The new OPEC Reference Basket of Crudes (ORB) is made up of the following: Saharan Blend (Algeria), Girassol (Angola), Oriente (Ecuador), Minas (Indonesia), Iran Heavy (Islamic Republic of Iran), Basra Light (Iraq), Kuwait Export (Kuwait), Es Sider (Libya), Bonny Light (Nigeria), Qatar Marine (Qatar), Arab Light (Saudi Arabia), Murban (UAE) and Merey (Venezuela).
Meanwhile, Market Watch reports that crude-oil prices headed lower on Thursday, suppressed by worries of an expanding supply glut after the world’s oil cartel warned that demand growth could slow.
On the New York Mercantile Exchange CLK6, -2.06% , light, sweet crude futures for delivery in May traded at $41.22 a barrel, down $0.54, or 1.3% in the Globex electronic session. June Brent crude LCOM6, -1.79% on London’s ICE Futures exchange fell $0.63, or 1.4%, to $43.55 a barrel.
In its closely watched monthly report, the Organization of the Petroleum Exporting Countries cut its forecast for 2016 oil-demand growth by 50,000 barrels a day. Demand for the commodity will now rise by 1.20 million barrels a day to 94.18 million barrels a day, according to its projections.
The downgrade, though small, is underpinned by slower economic momentum in Latin America and uncertainties in China’s growth, OPEC said.
“There is great uncertainty as to whether weakening economic activity in Latin America and signals of a slowdown in China will be reflected in oil-demand data, especially for China,” the organization said.
China’s exports unexpectedly rose 11.5% in March from the previous year, while imports declined 7.6%, a less-than-expected drop. Crude imports rose 13% to 32.6 million tons, however, equivalent to 7.71 million barrels a day.
Much of China’s thirst for crude comes from continuing efforts to fill up strategic reserves. A growing number of private refiners, known as teapots, is also driving up imports.
“The teapots have become an indispensable part of China’s imports and they will likely get stronger as the government issues importing quotas to more of them,” said Li Li, a research director with ICIS China.
An oversupply of crude has sunk prices for nearly two years and the latest expansion in U.S. crude stocks have stoked fears the rout might last longer.
U.S. crude inventories grew 6.6 million barrels in the week ended April 8, surpassing the expected 1.8 million barrel increase. The latest addition brought commercial stockpiles to a new high of more than 536 million barrels. However, production fell below 9 million barrels a day for the first time since September 2014.

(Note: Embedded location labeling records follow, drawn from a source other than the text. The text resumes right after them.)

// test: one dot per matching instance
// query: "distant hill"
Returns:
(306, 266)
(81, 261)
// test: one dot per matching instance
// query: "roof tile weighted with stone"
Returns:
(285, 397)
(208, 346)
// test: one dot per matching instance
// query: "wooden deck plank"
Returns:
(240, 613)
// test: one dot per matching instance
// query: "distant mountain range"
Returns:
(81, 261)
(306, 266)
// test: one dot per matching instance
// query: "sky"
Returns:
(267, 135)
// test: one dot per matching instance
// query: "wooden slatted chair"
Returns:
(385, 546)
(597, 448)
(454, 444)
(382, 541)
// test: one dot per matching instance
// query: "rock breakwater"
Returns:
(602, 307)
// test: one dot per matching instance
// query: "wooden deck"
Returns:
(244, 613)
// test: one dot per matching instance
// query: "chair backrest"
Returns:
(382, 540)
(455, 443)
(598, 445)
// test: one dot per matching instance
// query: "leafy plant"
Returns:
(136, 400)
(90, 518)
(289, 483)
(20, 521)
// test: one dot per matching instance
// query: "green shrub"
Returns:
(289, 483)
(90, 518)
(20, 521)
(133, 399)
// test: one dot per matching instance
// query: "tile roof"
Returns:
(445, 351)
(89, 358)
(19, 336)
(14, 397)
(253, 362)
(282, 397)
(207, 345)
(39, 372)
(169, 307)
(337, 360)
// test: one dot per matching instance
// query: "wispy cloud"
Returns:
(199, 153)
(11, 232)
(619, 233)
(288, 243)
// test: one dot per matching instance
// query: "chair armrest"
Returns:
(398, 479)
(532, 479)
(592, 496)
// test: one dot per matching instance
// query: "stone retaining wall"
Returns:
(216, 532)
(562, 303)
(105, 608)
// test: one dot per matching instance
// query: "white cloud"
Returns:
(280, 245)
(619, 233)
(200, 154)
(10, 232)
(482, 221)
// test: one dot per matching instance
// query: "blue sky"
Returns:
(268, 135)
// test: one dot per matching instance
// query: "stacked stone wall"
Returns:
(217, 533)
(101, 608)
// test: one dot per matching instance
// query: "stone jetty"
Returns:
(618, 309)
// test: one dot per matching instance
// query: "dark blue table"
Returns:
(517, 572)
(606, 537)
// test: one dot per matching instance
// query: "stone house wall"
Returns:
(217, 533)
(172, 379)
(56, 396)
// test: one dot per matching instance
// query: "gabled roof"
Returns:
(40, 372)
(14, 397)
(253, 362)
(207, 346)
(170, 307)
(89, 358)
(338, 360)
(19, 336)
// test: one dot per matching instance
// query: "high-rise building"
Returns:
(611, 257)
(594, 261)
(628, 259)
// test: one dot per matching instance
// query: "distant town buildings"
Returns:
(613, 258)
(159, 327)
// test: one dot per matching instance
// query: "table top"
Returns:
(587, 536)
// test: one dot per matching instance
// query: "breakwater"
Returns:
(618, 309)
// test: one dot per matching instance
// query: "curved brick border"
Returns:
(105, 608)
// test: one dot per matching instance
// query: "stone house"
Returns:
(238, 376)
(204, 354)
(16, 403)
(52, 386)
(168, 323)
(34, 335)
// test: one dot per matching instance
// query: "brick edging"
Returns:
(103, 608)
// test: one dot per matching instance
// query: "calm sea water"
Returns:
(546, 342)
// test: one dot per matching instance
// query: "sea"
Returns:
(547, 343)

“We think inventories are a key measure of the current weak fundamental balance in the market that the traders ignore at their financial peril,” said Tim Evans, a Citi Futures analyst.
All eyes will be on the Doha meeting on Sunday in which key producers are set to discuss a possible production freeze. There is also speculation the group will delay the freeze for Iran until its output reaches pre-sanction levels.
Market views on the issue have been mixed. Some say a freeze at the recent level will allow demand to catch up. Others argue it will hardly chip away at the glut and that oil prices need to stay lower for longer to weed out weaker competitors.
“The higher prices go before Sunday, the bigger the downside risk becomes if the outcome is in some way disappointing,” said Michael Wittner, chief oil analyst at Société Générale.
Nymex reformulated gasoline blendstock for May RBK6, -0.88% — the benchmark gasoline contract — fell 85.00001 points to $1.5210 a gallon, while May diesel traded at $1.2591, 65 points lower.
ICE gasoil for May changed hands at $372.75 a metric ton, down $4.25 from Wednesday’s settlement.